In a multivariate analysis that controlled for patient- and procedure-related factors, several variables linked with statistically significant increases or decreases in the rate of amputation failure. Notable among the factors that increased failure rates were emergency surgery, which boosted the failure rate 2.2-fold compared with nonemergency surgery, and participation of a surgical trainee, which raised the rate 37% compared with the rate when no trainee participated. Trainee participation was common, occurring in 59% of the 8,878 amputations included in the analysis.

Among the factors significantly linked with a reduced rate of amputation failures were use of locoregional anesthesia, which cut the failure rate by 25% compared with general anesthesia, and operative times of at least 40 minutes, which cut failure rates compared with surgery times of less than 40 minutes. The lowest failure rates occurred when the duration of amputation surgery lasted at least 60 minutes. Among patients included in the study, 20% received locoregional anesthesia.

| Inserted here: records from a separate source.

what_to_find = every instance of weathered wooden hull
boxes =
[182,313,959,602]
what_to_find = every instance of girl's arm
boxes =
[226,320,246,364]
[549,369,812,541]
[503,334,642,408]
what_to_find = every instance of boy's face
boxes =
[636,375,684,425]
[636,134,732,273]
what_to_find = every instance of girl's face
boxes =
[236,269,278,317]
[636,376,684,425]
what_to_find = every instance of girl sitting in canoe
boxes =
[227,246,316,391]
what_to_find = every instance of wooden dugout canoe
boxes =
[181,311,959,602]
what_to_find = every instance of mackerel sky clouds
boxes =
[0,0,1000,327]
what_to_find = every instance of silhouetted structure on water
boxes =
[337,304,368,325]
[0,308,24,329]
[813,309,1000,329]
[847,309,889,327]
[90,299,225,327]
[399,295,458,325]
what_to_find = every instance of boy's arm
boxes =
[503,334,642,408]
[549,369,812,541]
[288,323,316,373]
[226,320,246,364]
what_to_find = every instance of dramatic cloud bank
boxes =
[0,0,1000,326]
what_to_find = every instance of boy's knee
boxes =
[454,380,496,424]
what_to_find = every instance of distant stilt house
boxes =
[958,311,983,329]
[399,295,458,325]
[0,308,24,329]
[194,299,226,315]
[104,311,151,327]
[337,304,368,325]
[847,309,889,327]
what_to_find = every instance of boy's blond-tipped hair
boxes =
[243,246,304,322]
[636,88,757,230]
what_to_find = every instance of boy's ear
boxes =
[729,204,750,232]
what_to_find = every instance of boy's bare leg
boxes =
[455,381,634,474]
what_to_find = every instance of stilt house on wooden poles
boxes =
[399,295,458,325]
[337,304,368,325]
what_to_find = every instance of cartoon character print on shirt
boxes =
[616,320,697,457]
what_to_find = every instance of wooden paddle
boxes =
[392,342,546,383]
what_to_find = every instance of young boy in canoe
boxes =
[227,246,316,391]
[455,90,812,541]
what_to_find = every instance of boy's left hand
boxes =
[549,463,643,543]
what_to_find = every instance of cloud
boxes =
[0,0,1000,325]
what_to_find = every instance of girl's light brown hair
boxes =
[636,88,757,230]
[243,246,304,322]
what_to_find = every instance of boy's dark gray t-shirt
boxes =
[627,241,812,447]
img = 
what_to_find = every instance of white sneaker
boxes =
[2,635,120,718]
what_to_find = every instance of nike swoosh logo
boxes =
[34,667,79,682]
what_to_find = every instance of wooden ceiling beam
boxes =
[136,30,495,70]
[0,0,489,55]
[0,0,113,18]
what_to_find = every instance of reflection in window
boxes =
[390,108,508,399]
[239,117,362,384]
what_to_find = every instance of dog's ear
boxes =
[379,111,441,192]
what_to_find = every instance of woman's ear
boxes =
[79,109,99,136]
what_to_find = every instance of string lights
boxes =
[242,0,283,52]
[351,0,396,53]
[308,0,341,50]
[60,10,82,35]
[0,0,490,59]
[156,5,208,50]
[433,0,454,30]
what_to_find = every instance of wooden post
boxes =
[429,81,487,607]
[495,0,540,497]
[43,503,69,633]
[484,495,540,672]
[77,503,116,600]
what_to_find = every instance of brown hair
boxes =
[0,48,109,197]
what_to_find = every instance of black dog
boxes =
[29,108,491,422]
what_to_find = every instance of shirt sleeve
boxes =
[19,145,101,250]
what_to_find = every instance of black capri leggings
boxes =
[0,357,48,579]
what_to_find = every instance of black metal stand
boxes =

The results also highlighted the important association of amputation failure with other measures of poor surgical outcomes in these amputation patients. Patients who developed amputation failure within 30 days of their surgery also had a nearly sevenfold increased rate of wound complications, and a twofold increased rate of nonwound complications; the average hospital length of stay was 10 days compared with 5 days among patients without amputation. Amputation failure had no significant impact on postoperative mortality, Dr. O’Brien said.

He said he had no relevant financial disclosures.